Heuristic:Apache Spark Partition Sizing Tips
| Knowledge Sources | |
|---|---|
| Domains | Optimization, Partitioning |
| Last Updated | 2026-02-08 22:00 GMT |
Overview
Partition sizing heuristics: 2-3 tasks per CPU core, 128MB max per file partition, 200 default shuffle partitions (usually wrong), and Adaptive Query Execution (AQE) for automatic runtime optimization.
Description
Partition count is one of the most impactful tuning parameters in Spark. Too few partitions leads to memory pressure and underutilization of cores. Too many partitions creates excessive scheduling overhead and small-file problems. The default of 200 shuffle partitions is a compromise that is often too high for small datasets and too low for large ones. Since Spark 3.2.0, Adaptive Query Execution (AQE) is enabled by default and can dynamically coalesce shuffle partitions at runtime, largely eliminating the need for manual tuning.
Usage
Use these heuristics when tuning spark.sql.shuffle.partitions, spark.default.parallelism, or spark.sql.files.maxPartitionBytes. Also apply when encountering OOM errors during reduce operations (groupByKey, join), as increasing parallelism reduces per-task working set size.
The Insight (Rule of Thumb)
- Action: Set `spark.default.parallelism` to 2-3x the number of CPU cores across the cluster.
- Value: For SQL workloads, rely on AQE (`spark.sql.adaptive.enabled = true`) with a large initial `spark.sql.shuffle.partitions` (e.g., 2000) and let AQE coalesce.
- File Partitioning: `spark.sql.files.maxPartitionBytes` = 128MB (default). Over-estimate `spark.sql.files.openCostInBytes` (4MB default) to ensure small files get fast scheduling.
- Skew Handling: AQE detects skewed partitions when size > 5x median AND > 256MB, then splits them automatically.
- Trade-off: More partitions mean smaller per-task memory but more scheduling overhead. Tasks as short as 200ms are efficient due to JVM reuse.
AQE Parallelism First Mode
- Default: `spark.sql.adaptive.coalescePartitions.parallelismFirst = true`
- Effect: Ignores the 64MB advisory target, only respects 1MB minimum. Maximizes parallelism.
- When to change: Set to `false` on busy shared clusters where resource efficiency matters more than single-query speed.
Reasoning
Spark reuses the JVM across tasks within an executor, making task startup cost negligible (unlike Hadoop MapReduce). This means it is safe to use far more tasks than physical cores. More tasks directly reduce per-task working sets, which is the primary fix for OOM errors during reduce operations. The 200ms minimum task duration guideline balances parallelism against the irreducible scheduling overhead.

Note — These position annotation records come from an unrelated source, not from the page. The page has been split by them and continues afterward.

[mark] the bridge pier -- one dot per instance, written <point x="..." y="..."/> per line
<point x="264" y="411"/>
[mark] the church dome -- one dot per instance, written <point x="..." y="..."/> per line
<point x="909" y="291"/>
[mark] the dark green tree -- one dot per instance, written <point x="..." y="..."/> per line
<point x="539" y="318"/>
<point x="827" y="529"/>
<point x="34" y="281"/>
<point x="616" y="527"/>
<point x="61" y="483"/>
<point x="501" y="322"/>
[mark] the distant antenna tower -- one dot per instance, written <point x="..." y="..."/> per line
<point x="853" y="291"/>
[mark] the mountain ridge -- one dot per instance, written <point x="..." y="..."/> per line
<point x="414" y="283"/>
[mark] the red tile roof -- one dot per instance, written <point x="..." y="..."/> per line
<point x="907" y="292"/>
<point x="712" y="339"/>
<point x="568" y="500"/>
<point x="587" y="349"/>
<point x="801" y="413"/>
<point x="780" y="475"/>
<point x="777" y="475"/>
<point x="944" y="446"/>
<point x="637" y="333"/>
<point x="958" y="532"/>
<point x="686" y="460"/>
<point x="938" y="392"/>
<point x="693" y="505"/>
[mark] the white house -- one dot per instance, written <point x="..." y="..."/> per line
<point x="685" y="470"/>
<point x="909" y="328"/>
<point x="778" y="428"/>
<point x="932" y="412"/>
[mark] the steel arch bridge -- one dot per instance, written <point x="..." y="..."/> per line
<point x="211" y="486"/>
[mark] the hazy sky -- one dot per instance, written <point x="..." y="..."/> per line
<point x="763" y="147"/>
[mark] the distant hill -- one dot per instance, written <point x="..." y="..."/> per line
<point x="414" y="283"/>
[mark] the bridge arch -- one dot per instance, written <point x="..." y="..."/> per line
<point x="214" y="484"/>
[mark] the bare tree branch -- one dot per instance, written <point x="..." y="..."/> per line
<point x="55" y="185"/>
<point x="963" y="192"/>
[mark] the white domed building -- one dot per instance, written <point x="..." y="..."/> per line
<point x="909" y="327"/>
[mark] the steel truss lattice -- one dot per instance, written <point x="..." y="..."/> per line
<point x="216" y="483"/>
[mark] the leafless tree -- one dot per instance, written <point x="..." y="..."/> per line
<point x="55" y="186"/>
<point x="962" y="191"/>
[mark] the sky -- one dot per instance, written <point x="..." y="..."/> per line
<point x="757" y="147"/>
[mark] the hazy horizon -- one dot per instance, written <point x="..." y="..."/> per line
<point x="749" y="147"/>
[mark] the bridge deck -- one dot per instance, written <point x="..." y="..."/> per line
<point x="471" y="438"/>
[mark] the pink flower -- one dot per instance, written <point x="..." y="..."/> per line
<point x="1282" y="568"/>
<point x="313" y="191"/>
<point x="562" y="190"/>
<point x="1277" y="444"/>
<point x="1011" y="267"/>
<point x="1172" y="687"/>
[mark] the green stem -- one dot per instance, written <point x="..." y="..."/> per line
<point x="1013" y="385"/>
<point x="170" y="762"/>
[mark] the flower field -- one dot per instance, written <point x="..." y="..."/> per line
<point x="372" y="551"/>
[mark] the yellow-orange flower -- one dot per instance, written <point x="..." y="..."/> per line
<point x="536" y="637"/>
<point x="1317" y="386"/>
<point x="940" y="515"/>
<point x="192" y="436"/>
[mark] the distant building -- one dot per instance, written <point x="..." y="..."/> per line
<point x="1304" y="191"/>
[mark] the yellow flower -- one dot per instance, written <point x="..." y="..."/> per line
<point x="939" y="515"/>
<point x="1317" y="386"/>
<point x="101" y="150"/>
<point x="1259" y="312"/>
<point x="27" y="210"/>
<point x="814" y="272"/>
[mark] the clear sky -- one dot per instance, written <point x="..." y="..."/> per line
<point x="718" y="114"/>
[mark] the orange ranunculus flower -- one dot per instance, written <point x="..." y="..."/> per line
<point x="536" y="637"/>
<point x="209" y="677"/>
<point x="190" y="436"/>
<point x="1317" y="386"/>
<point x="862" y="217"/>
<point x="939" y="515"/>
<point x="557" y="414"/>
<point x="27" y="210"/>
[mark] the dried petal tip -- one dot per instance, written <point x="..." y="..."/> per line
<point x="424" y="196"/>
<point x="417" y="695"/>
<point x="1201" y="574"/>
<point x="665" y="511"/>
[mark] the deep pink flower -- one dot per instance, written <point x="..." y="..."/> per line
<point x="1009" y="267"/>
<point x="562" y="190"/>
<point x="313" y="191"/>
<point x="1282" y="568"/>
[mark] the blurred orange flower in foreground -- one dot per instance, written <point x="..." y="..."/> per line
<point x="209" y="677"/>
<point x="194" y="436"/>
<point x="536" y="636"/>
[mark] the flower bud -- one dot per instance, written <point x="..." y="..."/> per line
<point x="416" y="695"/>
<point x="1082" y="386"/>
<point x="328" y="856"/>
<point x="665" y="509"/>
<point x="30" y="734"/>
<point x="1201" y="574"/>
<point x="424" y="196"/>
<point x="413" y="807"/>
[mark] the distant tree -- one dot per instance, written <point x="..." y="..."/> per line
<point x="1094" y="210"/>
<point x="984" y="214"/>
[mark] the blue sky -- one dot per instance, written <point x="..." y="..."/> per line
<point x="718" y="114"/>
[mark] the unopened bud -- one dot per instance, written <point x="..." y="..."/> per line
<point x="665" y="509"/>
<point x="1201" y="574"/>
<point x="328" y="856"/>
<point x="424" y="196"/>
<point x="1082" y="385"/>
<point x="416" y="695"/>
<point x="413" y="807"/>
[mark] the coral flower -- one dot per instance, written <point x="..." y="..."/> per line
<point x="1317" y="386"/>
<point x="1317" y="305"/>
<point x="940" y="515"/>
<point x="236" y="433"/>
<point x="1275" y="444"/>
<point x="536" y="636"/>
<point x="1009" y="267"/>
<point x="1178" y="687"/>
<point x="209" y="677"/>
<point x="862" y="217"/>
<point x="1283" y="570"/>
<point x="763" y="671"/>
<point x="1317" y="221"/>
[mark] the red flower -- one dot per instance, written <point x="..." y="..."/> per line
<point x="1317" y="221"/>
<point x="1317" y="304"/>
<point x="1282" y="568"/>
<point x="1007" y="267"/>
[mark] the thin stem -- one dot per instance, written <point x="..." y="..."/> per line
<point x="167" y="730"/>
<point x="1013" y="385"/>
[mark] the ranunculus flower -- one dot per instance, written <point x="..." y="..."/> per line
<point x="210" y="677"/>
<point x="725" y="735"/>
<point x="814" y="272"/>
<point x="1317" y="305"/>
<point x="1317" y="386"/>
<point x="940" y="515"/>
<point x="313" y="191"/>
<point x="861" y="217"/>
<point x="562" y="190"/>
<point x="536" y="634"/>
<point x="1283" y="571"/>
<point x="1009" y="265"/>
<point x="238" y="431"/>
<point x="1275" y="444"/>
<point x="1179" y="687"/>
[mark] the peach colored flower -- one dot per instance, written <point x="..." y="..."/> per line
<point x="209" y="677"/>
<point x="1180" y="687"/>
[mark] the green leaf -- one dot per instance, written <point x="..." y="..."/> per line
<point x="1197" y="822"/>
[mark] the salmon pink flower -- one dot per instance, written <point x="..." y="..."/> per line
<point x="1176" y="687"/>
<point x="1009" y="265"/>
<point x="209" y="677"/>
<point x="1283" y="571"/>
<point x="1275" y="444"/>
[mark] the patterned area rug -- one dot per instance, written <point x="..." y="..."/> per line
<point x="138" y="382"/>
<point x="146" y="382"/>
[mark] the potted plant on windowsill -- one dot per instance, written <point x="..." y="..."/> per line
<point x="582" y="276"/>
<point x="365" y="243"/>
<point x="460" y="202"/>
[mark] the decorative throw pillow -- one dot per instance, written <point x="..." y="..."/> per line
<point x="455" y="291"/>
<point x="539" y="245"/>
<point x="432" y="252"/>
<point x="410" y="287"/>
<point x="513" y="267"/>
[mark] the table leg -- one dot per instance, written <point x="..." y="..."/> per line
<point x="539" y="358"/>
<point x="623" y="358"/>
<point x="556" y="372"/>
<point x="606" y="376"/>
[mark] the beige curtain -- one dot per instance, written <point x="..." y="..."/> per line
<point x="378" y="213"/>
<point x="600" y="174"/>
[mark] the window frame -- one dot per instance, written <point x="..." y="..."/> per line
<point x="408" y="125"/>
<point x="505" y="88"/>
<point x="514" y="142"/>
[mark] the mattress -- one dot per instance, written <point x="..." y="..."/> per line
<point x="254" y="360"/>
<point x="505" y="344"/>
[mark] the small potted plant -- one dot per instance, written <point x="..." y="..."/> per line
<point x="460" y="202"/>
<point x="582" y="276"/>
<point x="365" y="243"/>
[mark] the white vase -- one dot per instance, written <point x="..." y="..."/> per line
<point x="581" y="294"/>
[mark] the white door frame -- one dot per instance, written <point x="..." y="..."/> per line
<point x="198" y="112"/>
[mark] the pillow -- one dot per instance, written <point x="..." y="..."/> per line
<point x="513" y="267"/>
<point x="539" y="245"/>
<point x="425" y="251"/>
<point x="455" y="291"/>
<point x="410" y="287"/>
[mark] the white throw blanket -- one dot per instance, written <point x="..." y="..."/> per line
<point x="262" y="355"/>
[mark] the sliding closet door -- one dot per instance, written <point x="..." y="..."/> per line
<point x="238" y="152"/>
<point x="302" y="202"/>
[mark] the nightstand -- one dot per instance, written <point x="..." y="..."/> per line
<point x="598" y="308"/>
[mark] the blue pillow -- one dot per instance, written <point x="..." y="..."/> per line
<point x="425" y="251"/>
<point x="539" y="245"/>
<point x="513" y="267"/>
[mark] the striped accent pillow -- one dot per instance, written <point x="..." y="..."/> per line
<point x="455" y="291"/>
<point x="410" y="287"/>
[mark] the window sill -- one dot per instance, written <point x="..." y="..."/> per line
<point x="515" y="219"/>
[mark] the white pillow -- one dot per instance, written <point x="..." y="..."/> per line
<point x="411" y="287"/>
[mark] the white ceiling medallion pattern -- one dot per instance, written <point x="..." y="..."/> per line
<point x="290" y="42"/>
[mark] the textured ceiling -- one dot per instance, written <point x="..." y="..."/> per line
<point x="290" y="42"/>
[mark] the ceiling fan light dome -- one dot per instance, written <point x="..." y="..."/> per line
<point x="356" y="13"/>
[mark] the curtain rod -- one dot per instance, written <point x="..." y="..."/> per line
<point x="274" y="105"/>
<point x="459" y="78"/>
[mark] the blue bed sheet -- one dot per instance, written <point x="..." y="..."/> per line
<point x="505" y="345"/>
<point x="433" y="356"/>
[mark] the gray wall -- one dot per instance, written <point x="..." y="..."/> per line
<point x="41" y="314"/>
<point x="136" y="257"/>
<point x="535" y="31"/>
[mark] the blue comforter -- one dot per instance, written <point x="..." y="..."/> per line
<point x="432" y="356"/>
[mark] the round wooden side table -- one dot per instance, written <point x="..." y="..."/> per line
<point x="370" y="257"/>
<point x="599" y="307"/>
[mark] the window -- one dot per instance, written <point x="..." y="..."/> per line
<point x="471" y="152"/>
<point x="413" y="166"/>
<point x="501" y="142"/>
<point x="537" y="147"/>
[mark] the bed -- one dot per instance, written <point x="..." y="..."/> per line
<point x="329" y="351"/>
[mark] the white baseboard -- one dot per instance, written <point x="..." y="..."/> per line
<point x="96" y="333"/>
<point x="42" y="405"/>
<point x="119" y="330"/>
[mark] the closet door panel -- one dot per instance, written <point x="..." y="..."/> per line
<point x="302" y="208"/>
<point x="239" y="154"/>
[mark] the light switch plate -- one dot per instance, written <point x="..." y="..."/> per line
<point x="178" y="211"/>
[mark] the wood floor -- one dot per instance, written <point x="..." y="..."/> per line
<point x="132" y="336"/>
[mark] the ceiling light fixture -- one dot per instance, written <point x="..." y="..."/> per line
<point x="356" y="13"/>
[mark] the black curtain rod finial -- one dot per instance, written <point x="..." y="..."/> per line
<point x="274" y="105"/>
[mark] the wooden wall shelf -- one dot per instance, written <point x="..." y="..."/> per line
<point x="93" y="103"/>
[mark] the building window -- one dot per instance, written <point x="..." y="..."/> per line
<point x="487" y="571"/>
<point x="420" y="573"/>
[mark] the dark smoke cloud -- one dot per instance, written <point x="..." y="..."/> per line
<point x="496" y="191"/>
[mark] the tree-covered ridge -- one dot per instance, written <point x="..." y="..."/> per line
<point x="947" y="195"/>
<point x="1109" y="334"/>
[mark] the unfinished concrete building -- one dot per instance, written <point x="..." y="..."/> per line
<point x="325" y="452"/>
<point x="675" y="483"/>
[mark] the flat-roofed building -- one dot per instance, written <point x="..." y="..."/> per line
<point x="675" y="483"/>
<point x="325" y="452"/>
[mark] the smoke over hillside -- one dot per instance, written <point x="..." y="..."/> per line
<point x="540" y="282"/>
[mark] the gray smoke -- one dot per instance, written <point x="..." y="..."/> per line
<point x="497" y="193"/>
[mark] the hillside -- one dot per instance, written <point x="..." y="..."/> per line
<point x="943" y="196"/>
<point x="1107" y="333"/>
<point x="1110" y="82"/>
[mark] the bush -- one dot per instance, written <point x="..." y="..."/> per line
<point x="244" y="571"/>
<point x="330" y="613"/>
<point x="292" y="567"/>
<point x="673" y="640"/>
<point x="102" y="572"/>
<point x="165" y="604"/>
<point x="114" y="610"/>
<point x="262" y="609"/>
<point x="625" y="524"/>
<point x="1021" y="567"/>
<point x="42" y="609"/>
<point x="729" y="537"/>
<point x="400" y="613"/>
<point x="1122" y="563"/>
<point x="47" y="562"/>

The AQE advisory partition size of 64MB represents a sweet spot: small enough to avoid memory pressure, large enough to amortize task scheduling overhead. The skew detection thresholds (5x median, >256MB) are calibrated to avoid false positives while catching genuinely problematic data distributions.
For file-based reading, the openCostInBytes parameter affects how eagerly Spark assigns small files to the same partition. Setting it higher causes more aggressive coalescing of small files, which is beneficial for datasets with many small files (common with streaming output or partitioned tables).
Code Evidence
From `docs/tuning.md:262-263`:
spark.default.parallelism to change default
Recommendation: 2-3 tasks per CPU core in cluster
From `docs/tuning.md:277-285`:
"Sometimes you get OutOfMemoryError not because RDDs don't fit,
but because working set of one task (e.g., reduce in groupByKey) was too large.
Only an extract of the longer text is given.